Pełne zestawienie kwot minimalnych w zależności od stanu można znaleźć na stronie: http://wynagrodzenia.pl/monitor_plac_1.php/wpis.358-placa-minimalna-w-usa-w-2015-roku
Gdzie pracują Polacy
Choć po kryzysie finansowym zainteresowanie pracą w USA ze strony Polaków znacząco spadło, to wciąż jesteśmy tam cenionymi pracownikami. Najłatwiej znaleźć zatrudnienie w branży budowlanej takim specjalistom jak np. dekarze czy murarze. Według danych z 2012 r. zarabiali oni w USA nawet do 50 dol. za godzinę (180 zł), a mniej wykwalifikowani pracownicy budów – do 25 dol. (90 zł).

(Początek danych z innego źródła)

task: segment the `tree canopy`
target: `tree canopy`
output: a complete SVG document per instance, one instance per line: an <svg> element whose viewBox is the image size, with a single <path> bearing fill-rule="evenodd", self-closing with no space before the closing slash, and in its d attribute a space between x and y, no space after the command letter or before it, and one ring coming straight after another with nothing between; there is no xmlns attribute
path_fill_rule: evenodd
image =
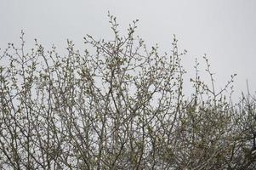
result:
<svg viewBox="0 0 256 170"><path fill-rule="evenodd" d="M256 98L231 100L235 75L215 89L195 63L184 94L178 40L147 48L109 14L113 39L84 37L66 55L37 40L0 56L1 169L255 169Z"/></svg>

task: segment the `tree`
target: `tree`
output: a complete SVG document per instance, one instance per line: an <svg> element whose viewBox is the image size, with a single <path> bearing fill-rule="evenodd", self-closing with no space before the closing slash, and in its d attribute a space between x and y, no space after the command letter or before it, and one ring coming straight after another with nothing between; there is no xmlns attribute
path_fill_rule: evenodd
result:
<svg viewBox="0 0 256 170"><path fill-rule="evenodd" d="M35 40L29 52L9 43L0 58L2 169L254 169L255 98L233 104L208 85L199 63L194 93L174 37L170 54L122 37L84 37L83 53L67 41L66 56ZM92 51L92 52L91 52ZM254 145L255 147L255 142ZM255 148L254 148L255 149Z"/></svg>

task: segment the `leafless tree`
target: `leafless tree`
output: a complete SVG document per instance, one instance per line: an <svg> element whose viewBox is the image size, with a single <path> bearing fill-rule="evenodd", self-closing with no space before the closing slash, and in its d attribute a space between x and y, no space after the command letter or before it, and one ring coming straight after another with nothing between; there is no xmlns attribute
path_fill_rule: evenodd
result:
<svg viewBox="0 0 256 170"><path fill-rule="evenodd" d="M9 43L0 56L1 169L254 169L256 100L233 104L224 89L201 80L184 94L178 40L170 53L122 37L109 14L114 38L84 37L67 54L35 40L25 51Z"/></svg>

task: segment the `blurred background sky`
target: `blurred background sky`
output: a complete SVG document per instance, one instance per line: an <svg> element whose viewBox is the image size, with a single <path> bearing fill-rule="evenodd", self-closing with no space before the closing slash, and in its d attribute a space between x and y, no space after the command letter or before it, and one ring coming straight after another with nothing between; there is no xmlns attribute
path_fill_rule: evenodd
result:
<svg viewBox="0 0 256 170"><path fill-rule="evenodd" d="M137 34L149 48L157 43L162 53L169 51L175 34L179 49L188 51L183 57L187 76L195 75L195 58L202 62L206 76L206 54L216 73L217 88L237 73L234 97L247 91L247 79L250 91L255 92L255 0L1 0L0 48L8 42L20 44L24 30L28 48L37 38L46 48L54 44L60 52L69 38L82 50L86 34L111 38L108 11L117 16L123 32L139 19Z"/></svg>

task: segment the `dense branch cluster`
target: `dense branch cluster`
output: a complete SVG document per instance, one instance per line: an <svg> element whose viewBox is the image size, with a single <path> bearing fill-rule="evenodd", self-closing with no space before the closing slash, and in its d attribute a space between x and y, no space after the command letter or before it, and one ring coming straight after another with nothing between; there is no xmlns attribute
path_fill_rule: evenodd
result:
<svg viewBox="0 0 256 170"><path fill-rule="evenodd" d="M112 41L84 38L25 51L9 44L0 56L1 169L255 169L256 99L233 104L208 84L199 64L184 94L178 40L169 54L126 37L109 15ZM93 49L94 49L93 51Z"/></svg>

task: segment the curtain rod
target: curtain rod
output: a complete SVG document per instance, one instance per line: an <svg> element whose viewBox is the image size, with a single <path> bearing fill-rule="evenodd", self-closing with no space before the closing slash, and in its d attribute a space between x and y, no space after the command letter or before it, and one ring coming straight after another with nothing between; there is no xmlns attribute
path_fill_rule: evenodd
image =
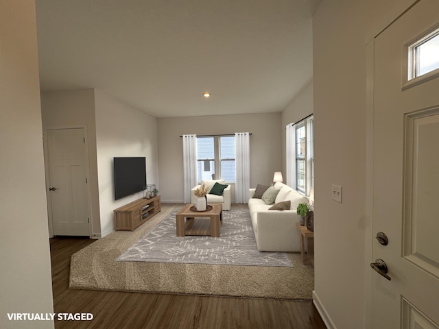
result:
<svg viewBox="0 0 439 329"><path fill-rule="evenodd" d="M302 121L304 120L306 120L307 119L308 119L309 117L312 117L313 115L314 115L313 113L311 113L309 115L307 115L305 118L302 118L300 120L298 120L297 121L293 123L293 125L295 125L296 123L298 123L300 121Z"/></svg>
<svg viewBox="0 0 439 329"><path fill-rule="evenodd" d="M248 134L252 135L253 134L252 134L251 132L249 132ZM195 136L197 137L215 137L216 136L235 136L235 134L223 134L220 135L197 135L195 134ZM180 137L182 137L182 136L180 136Z"/></svg>

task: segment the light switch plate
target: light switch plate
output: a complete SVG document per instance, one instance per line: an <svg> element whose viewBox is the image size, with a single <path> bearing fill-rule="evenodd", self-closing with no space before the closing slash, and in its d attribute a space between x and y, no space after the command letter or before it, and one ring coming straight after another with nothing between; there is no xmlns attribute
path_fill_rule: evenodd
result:
<svg viewBox="0 0 439 329"><path fill-rule="evenodd" d="M342 186L332 185L332 199L342 203Z"/></svg>

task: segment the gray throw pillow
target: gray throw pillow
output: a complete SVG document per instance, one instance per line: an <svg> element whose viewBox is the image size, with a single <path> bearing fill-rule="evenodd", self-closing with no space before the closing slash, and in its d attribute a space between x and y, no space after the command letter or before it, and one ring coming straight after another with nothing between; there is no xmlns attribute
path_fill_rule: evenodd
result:
<svg viewBox="0 0 439 329"><path fill-rule="evenodd" d="M258 184L256 186L256 190L254 191L254 195L253 195L253 197L254 199L261 199L264 192L267 191L267 188L268 188L269 187L269 185L261 185L260 184Z"/></svg>
<svg viewBox="0 0 439 329"><path fill-rule="evenodd" d="M278 193L279 190L276 190L273 186L270 186L267 188L267 191L263 193L261 199L262 199L262 201L263 201L265 204L272 204L274 202L277 193Z"/></svg>
<svg viewBox="0 0 439 329"><path fill-rule="evenodd" d="M228 185L225 185L223 184L220 184L218 182L215 183L212 189L211 189L209 194L215 194L217 195L222 195L222 193L228 186Z"/></svg>

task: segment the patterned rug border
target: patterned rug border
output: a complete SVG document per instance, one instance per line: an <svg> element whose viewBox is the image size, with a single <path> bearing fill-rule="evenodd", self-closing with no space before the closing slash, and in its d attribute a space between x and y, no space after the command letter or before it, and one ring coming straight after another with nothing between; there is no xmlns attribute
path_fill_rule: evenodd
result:
<svg viewBox="0 0 439 329"><path fill-rule="evenodd" d="M72 255L73 289L312 300L314 269L300 253L287 253L294 267L117 262L123 254L181 204L162 204L162 211L133 232L118 231ZM233 208L248 209L246 205Z"/></svg>
<svg viewBox="0 0 439 329"><path fill-rule="evenodd" d="M248 210L223 212L218 238L176 236L176 209L136 241L117 260L244 266L293 267L286 252L257 249ZM209 219L206 219L206 221Z"/></svg>

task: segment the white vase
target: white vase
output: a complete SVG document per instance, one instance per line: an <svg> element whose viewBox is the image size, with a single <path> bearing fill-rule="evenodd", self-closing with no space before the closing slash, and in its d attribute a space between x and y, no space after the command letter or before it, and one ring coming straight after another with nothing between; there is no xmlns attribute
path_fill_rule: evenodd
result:
<svg viewBox="0 0 439 329"><path fill-rule="evenodd" d="M197 203L195 204L195 208L198 211L204 211L206 210L206 197L198 197Z"/></svg>

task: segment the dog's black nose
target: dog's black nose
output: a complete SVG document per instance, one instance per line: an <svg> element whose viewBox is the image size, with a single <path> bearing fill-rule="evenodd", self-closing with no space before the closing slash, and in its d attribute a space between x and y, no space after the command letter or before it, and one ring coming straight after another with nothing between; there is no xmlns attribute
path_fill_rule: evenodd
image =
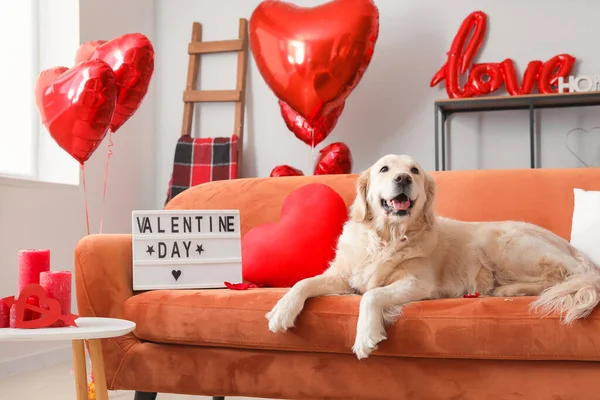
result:
<svg viewBox="0 0 600 400"><path fill-rule="evenodd" d="M394 180L403 185L408 185L412 183L412 177L409 174L398 174L394 177Z"/></svg>

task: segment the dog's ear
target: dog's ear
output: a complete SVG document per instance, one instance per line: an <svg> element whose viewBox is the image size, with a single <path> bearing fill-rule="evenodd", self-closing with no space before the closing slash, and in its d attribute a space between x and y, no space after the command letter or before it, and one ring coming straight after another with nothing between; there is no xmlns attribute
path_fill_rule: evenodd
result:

Czytaj również: Zarobki w Irlandii. Ile możesz zarobić na "zielonej wyspie"?
Potrzebni są też kierowcy pracujący w firmach transportowych, jednak o taką prace jest trudniej, bo trzeba mieć wyrobione w Stanach zawodowe prawo jazdy. Na amerykańskim rynku pracy jest też wciąż duże zapotrzebowanie na opiekunów do dzieci (au pair). Istnieją specjalne programy dla młodych Polaków, którzy chcieliby opiekować się dziećmi w Stanach. Łączą się one często z nauką języka czy możliwością studiów za oceanem, których kosztami nie trzeba się przejmować, bo pokrywa je najczęściej rodzina, u której się pracuje. Ponadto można liczyć na kieszonkowe do 200 dol. (720 zł) tygodniowo. Obecnie trwają też negocjacje między UE a USA ws. podpisania umowy o wolnym handlu, która miałaby pomóc otworzyć drzwi przed polskimi specjalistami (np. z branży IT) chcącymi pracować za oceanem. A więc możliwe, że amerykański sen nie odejdzie całkowicie w zapomnienie.